Many protests in China are “strategically self-limited” to achieve a specific outcome, such as recent protests over an alleged billion-dollar financial scam in central Henan province that resulted in some victims getting their money back, according to Zixue Tai, a partner. professor at the University of Kentucky who has researched social activism in China. Still, he called the wave of unrest “a sort of spontaneous release of pent-up popular resentment against the Xi administration.”
“Failure to confront the national regime directly has allowed these protests to continue until now,” Tai said. “From the perspective of the national government, it is probably safer to let the general public speak to an acceptable degree than to suppress the voice of citizens.”

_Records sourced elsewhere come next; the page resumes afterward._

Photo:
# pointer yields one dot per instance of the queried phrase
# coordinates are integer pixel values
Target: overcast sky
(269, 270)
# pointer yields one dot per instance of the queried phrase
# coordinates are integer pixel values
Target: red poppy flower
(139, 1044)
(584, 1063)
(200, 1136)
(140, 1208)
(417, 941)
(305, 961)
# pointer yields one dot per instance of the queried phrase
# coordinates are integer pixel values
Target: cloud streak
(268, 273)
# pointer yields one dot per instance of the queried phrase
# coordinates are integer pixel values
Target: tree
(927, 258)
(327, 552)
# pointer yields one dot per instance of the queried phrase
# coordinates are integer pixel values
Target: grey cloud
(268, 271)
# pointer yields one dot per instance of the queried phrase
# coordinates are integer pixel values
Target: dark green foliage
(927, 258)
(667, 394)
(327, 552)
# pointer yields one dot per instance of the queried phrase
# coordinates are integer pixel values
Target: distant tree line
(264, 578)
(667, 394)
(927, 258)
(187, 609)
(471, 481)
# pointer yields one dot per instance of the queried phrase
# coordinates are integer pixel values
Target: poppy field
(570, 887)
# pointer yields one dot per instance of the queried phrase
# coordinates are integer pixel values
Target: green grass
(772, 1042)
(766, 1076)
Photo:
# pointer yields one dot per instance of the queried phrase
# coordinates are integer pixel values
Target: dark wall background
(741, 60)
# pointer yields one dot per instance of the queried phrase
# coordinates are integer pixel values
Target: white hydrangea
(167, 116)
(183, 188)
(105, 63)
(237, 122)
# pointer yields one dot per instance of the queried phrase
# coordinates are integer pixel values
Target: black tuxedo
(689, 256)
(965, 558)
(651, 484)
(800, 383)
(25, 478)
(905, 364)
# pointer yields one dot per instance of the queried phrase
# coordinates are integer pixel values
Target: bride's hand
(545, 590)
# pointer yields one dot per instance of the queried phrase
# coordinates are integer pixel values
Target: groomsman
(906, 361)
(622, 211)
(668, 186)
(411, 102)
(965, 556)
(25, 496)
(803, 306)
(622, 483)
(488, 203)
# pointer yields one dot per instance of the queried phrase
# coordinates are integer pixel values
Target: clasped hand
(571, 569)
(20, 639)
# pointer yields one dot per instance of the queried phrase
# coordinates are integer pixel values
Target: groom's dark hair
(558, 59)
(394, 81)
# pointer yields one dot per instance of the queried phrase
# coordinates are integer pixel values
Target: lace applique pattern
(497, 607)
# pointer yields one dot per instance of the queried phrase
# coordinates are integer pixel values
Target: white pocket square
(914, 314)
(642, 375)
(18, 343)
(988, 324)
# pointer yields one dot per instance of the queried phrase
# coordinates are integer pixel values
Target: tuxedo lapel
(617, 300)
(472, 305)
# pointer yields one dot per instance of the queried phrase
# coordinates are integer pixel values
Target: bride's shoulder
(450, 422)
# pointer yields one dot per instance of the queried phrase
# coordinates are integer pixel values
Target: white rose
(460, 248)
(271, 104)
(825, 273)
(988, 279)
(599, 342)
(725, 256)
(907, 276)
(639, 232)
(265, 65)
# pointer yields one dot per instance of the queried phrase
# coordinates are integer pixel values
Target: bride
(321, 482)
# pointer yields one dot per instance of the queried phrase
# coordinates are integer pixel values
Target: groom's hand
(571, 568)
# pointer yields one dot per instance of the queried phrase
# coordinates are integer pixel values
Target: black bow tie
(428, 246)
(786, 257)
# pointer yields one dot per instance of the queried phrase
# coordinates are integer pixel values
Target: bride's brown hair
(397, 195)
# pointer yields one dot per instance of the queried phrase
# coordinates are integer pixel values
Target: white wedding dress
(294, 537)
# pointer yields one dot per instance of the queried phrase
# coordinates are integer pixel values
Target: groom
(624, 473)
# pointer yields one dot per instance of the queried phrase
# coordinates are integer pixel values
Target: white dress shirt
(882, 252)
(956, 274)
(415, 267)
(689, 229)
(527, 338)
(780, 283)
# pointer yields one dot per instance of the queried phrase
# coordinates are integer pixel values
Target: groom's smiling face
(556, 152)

The Chinese real estate market presents unique systemic risks. Once called “the most important sector in the universe”, the property sector is now reeling from a crackdown initially targeting a handful of indebted borrowers like China Evergrande Group. As more businesses collapse, pressure mounts on banks that support the industry and local governments that rely on land sales to generate revenue.
According to Travis Lundy, an Asian markets veteran and independent analyst on investor research platform Smartkarma, who has studied Chinese real estate companies in depth.
Authorities have repeatedly stressed the need to deliver homes to buyers, even as record delinquencies have brought the real estate sector to its knees. But the majority of boycotted loans are related to builder projects that defaulted, according to data compiled by CLSA, which estimates Evergrande alone accounted for 35% of the total.
“If thousands of owners think their biggest asset is in trouble, they could protest as individuals across China, creating a ‘systemic’ political crisis,” said Andrew Collier, managing director of Orient Capital Research. Inc.
The central bank is “dodging between support for the housing sector and isolated acts of pain to reduce the housing bubble”, he added. “It’s a dangerous dance.”